Angular Displacement Control for Timoshenko Beam by Optimized Traveling Wave Method

The vibration of flexible structures in spacecraft, such as large space deployable reflectors, solar panels and large antenna structure, has a great impact on the normal operation of spacecraft. Accurate vibration control is necessary, and the control of angular displacement is a difficulty of accurate control. In the traditional control method, the mode space control has a good effect on suppressing low-order modes, but there is control overflow. The effect of traveling wave control on low-order modes is worse than the former, but it has the characteristics of broadband control. It can better control high-order modes and reduce control overflow.

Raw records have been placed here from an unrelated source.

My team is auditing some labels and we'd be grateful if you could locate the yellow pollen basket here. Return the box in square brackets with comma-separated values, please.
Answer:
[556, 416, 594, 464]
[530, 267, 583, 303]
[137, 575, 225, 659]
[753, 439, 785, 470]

In view of the advantages and disadvantages of the two control methods, based on Timoshenko beam theory, this paper uses vector mode function to analyze the modal of spacecraft cantilever beam structure, establishes the system dynamic equation, and puts forward an optimized traveling wave control method. As a numerical example, three strategies of independent mode space control, traditional traveling wave control and optimized traveling wave control are used to control the active vibration of beam angle. By comparing the numerical results of the three methods, it can be seen that the optimal control method proposed in this paper not only effectively suppresses the vibration, but also improves the robustness of the system, reflecting good control performance. An innovation of this paper is that the Timoshenko beam model is adopted, which considers the influence of transverse shear deformation and moment of inertia on displacement and improves the accuracy of calculation, which is important for spacecraft accessory structures with high requirements for angle control. Another innovation is that the optimized traveling wave control method is exquisite in mathematical processing and has good results in global and local vibration control, which is not available in other methods.